America dominates defence. A European parliament study last year found that only 17 of the world’s top 100 defence companies are headquartered in the EU, whereas 46 of the top 100 are based in the US. The top five American companies alone had combined total sales that were more than double those of the entire EU defence industry.

In 2022, the turnover of the British defence industry was £22.2 billion (€26 billion), according to the defence industry trade body ADS. That’s obviously way smaller than the US, but note that it is a sum not far off a third of the combined turnover of the EU’s companies.

So, in a war era it will make a meaningful difference to our collective security if we increase co-operation, make more together, and find pragmatic ways to fuse British and European efforts.

Some of my fellow Brexiteers, and furious Remainers who want to rejoin the single market, will at this point be having kittens. Indeed, I was among the sceptics when the concept of a pact was first floated by Labour.

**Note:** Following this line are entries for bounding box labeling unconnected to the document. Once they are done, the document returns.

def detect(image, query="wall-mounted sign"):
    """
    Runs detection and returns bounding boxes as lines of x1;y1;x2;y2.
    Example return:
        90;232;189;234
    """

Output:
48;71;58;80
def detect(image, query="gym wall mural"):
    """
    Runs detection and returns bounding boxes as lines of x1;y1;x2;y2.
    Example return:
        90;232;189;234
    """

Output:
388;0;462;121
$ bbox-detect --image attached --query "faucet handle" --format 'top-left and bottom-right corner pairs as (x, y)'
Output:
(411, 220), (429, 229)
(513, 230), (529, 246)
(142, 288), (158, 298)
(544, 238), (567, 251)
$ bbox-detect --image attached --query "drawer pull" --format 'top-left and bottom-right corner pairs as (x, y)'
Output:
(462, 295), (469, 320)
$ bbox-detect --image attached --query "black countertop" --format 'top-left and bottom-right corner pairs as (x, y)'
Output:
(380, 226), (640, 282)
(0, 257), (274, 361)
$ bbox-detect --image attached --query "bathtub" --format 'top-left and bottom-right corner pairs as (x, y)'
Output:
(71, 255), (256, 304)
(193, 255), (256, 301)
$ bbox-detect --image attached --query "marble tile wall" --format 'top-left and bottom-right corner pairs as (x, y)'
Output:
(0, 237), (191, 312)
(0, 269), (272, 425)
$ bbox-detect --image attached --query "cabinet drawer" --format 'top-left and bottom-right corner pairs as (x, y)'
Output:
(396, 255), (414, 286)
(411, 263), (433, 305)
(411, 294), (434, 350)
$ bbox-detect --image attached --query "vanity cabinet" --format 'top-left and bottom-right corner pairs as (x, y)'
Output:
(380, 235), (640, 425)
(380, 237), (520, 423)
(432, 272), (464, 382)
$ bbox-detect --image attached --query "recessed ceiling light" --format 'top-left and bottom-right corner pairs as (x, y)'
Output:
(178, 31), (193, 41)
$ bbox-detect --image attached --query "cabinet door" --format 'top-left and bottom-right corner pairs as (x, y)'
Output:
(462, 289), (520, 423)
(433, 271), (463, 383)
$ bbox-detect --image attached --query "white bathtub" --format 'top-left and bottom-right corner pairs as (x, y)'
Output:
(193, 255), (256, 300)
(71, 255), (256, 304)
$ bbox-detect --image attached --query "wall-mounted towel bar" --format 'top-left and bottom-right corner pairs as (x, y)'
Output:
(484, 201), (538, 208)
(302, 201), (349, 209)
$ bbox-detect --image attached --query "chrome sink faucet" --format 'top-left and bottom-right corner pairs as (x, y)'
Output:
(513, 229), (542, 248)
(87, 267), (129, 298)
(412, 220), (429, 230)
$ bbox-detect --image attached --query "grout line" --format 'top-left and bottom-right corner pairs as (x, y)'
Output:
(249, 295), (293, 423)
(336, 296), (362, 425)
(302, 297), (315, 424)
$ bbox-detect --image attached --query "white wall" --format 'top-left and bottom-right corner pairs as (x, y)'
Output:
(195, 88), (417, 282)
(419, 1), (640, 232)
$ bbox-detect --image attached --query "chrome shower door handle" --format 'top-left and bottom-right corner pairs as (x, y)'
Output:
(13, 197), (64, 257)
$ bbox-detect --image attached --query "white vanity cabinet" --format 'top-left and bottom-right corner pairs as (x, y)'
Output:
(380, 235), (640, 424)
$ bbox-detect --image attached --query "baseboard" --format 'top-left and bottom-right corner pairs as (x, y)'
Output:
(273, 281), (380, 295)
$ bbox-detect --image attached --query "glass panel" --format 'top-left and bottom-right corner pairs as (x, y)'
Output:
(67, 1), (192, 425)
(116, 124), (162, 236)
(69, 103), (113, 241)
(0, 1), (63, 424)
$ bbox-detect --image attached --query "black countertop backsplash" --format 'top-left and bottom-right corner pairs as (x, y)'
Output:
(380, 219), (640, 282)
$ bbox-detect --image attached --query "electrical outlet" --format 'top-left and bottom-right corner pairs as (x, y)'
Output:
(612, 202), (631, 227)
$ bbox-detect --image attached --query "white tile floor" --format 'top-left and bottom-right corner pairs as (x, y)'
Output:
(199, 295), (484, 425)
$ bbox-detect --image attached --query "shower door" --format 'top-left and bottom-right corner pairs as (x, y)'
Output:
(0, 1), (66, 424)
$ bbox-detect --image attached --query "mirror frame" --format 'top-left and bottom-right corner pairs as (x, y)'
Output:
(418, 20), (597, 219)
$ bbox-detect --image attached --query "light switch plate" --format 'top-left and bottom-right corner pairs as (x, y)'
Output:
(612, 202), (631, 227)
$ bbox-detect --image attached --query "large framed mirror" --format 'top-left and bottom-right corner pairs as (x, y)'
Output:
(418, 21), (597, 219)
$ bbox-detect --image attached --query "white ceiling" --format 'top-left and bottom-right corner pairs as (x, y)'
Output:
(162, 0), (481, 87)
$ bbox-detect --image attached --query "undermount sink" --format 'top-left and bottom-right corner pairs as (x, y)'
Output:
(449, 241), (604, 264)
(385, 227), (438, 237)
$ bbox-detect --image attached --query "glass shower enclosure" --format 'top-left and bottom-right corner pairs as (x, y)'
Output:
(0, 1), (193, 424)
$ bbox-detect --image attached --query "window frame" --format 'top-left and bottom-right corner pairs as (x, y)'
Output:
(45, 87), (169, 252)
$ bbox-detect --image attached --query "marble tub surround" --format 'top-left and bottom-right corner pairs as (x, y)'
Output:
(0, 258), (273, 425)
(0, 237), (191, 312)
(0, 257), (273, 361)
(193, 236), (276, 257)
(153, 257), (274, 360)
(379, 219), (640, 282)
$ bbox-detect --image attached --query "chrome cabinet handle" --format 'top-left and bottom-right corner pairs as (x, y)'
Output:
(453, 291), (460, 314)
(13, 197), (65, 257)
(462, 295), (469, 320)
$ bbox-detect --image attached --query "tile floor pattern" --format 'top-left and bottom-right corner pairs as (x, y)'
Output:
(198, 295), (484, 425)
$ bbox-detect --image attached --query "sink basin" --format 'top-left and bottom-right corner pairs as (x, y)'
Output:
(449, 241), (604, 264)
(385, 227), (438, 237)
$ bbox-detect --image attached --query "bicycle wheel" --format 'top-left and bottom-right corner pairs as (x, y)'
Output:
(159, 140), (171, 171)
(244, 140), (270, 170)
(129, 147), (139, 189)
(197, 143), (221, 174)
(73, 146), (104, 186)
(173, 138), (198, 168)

There must, of course, be a clearly understood separation between defence production and operational matters. The EU is a powerful regulator of a trade bloc and its rules but it is not, and won’t become, the organiser of Europe’s defence.


Nato is the operational body that counts. It is the number one vehicle for European and British security and, even if the US were to leave under a re-elected President Trump or another populist successor, the European pillar of Nato is where military decisions will be made. The welcome message from Labour is that Nato remains absolutely paramount.

Of course, every time one says that a reasonable compromise should be possible when it comes to EU-UK relations, the shouting starts in Britain, while in Brussels there is talk of the beastly Brits wanting to cherry-pick from the EU buffet.

But, as I said, we’re in an era of conflict. Let’s grow up. The fog of a parliamentary war over Brexit has cleared and in front of us is a real war, an existential military conflict in Ukraine that threatens to spill over into the rest of Europe soon. It is in everyone’s interests, with Russia on the prowl, that we find a way to co-operate.